La liste des motifs de mécontentement des gueux qui se signalent en jaune est fort longue D’abord cette arrogance démesurée qui lui fait considérer que celui qui n’aurait pas réussi comme lui ne serait qu’un Rien.
Le mépris qu’il manifeste à l’égard du peuple français dans son ensemble quand il se plaint de lui devant un public étranger et qu’il le dépeint comme un troupeau d’irréformables.
La préférence octroyée en toutes circonstances à l’Union européenne ce qui lui fait négliger l’intérêt de la nation qu’il préside.
La dévalorisation de sa fonction quand il invite une troupe de danseurs à se trémousser en bas résilles, short échancré et talons hauts sur le perron de l’Élysée.
La servilité devant les privilégiés et la haute finance qu’il a matérialisée en particulier par un impôt de solidarité sur les grandes fortunes qui exonère les patrimoines en actions. L’inégalité fiscale criante avec l’accent mis sur l’impôt indirect qui pénalise d’abord les bas revenus.
L’arbitraire du Parcours Sup qui impose aux bacheliers leur orientation universitaire et professionnelle.
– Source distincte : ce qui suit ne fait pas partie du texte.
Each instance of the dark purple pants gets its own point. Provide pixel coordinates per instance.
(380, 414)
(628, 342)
Une humiliation des plus blessantes a été infligée aux travailleurs qui protestaient sous le quinquennat précédent contre une loi concoctée par l’actuel Président, dite El Khomri. Un certain jeudi 23 juin 2016 le parcours de la manifestation fut restreint à une boucle de 1,6 km, départ de Bastille et arrivée à Bastille en passant par le port de l’Arsenal. Une promenade pour animaux en cage. L’accès au site était contrôlé avec obligation de se démunir du moindre foulard qui pourrait servir à se voiler le visage en protection contre les gaz lacrymogènes et toutes les issues étaient bloquées par des camions anti-émeutes tout à fait impressionnants.
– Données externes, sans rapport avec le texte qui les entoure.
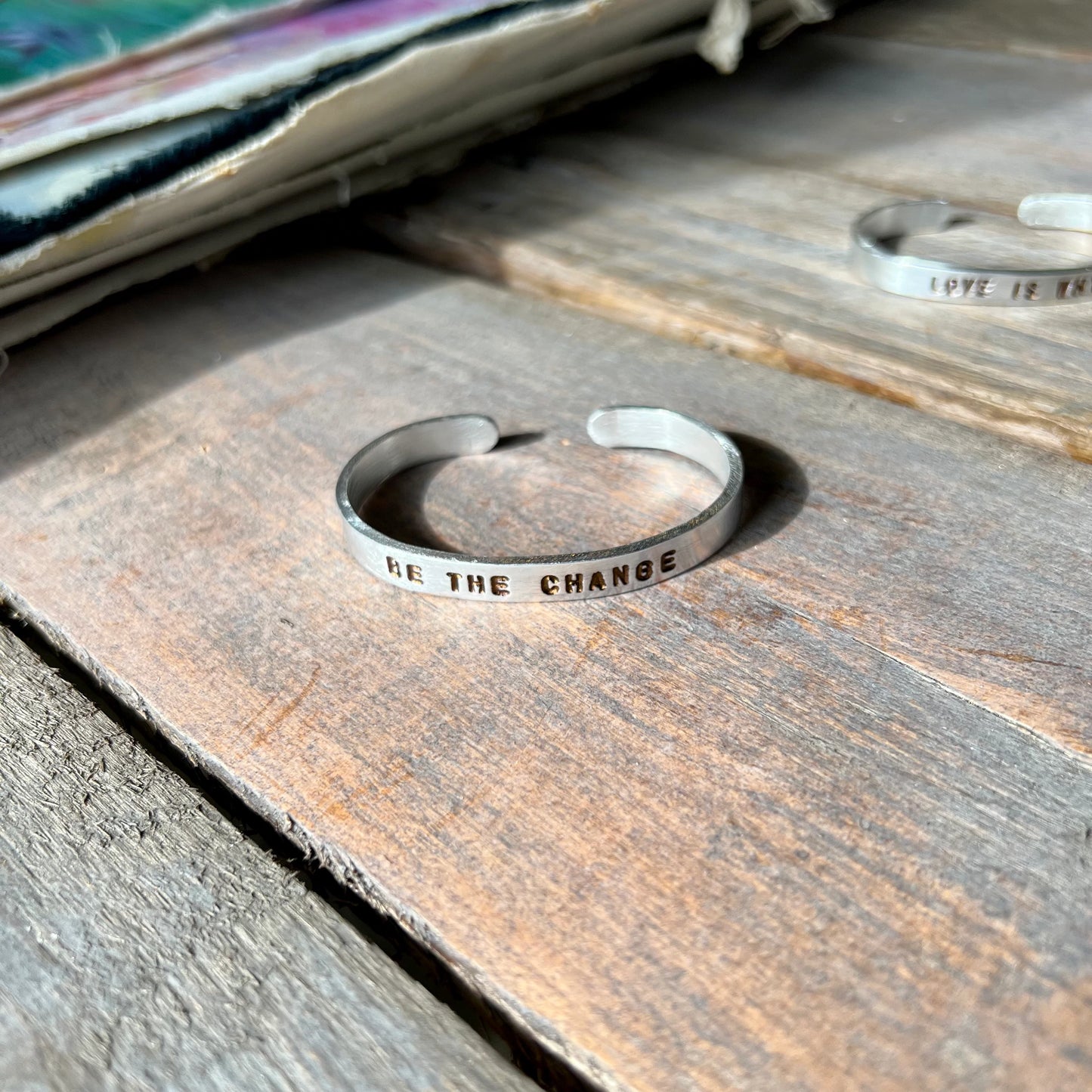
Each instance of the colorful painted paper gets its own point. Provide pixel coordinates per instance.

Mais aussi, sûr de son destin jupitérien, il a profondément contrarié deux institutions en mordant sur leurs prérogatives et en rognant sur leurs moyens matériels et humains.
Il a instauré des services secrets privés au sein de la Présidence dévoilée au public par l’affaire Benalla, entaille insupportable faite au renseignement français, déjà endommagée par la refonte réalisée par Sarközy. Sans doute, les ‘fuites’ organisées vers le journal de révérence vespéral cet été soulignent que le lèse-pouvoir régalien ne peut être passé sous silence ni ne peut rester impuni.
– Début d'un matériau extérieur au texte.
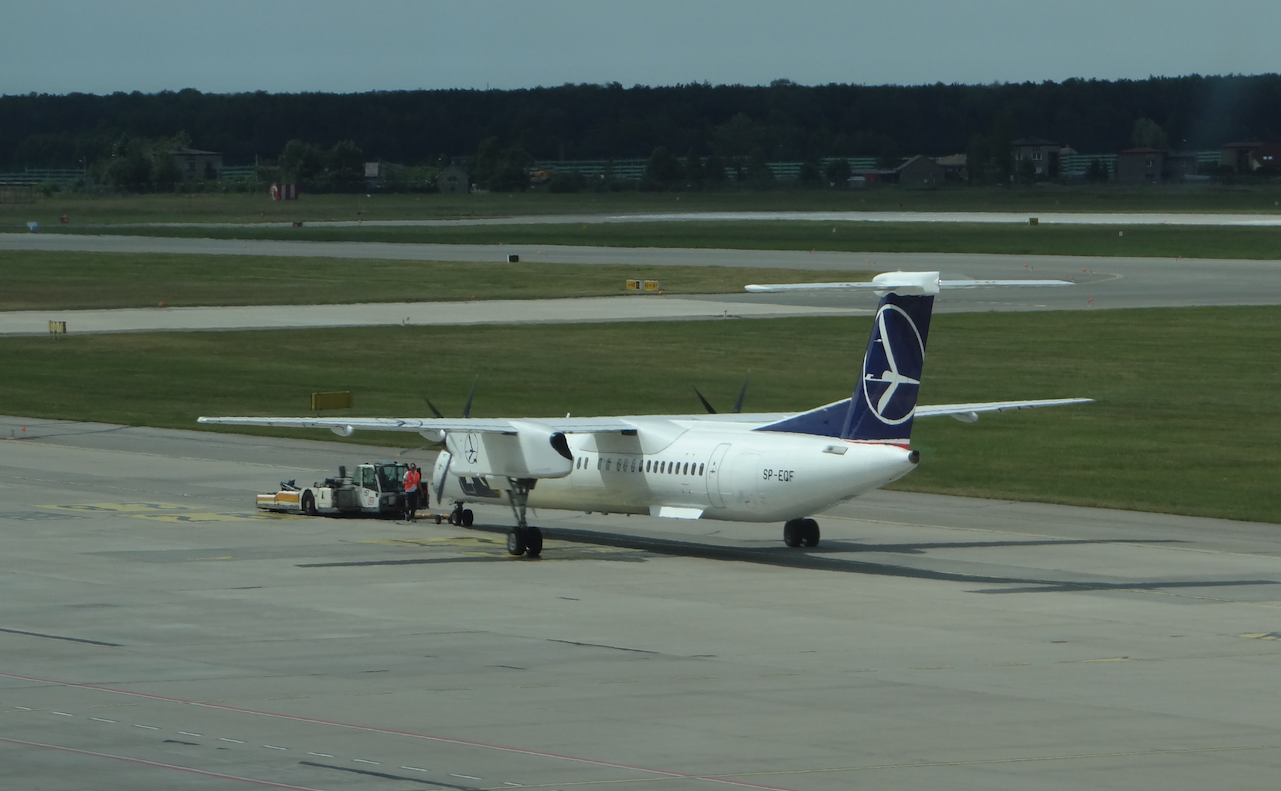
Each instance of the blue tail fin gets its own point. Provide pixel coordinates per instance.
(884, 401)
Il a réduit davantage le budget de la défense nationale ce qui a ulcéré nombre d’officiers. L’armée se trouve confinée à des activités subalternes au service de l’Otan ou à des opérations absurdes de maintien de la paix sans moyens d’assurer sa mission première.
La démission du chef d’état-major des armées (*) en juillet 2017 signale une faute politique que la Muette ne pouvait pardonner.
Tous ceci est le résultat convergent de politiques d’austérité et d’un laisser-faire ‘néo-libéral’ mis en œuvre avec un zèle qui n’a pas désemparé depuis Mitterrand.
Progressivement, l’État est devenu l’instrument exclusif d’un capitalisme non régulé, retrouvant son caractère brutal et sauvage de ses origines d’autant que se perdait la force antagoniste du bloc communiste de l’Europe orientale avec l’effondrement de l’URSS. En France, il a renoncé à toute souveraineté budgétaire, monétaire et de défense, contraint dans ces trois dimensions par l’UE, l’euro et l’OTAN.
La passe d’armes entre un Jospin candidat à la présidentielle et un ouvrier de Whirlpool menacé de licenciement pour fermeture de son usine en mars 2002 a constitué le point d’orgue qui a symbolisé l’impuissance de l’État. Privé de leviers parce qu’il y a renoncé en endossant le dogme de la concurrence non faussée, il avoue ne plus pouvoir garantir l’emploi sans les moyens d’entraver la désindustrialisation et les délocalisations.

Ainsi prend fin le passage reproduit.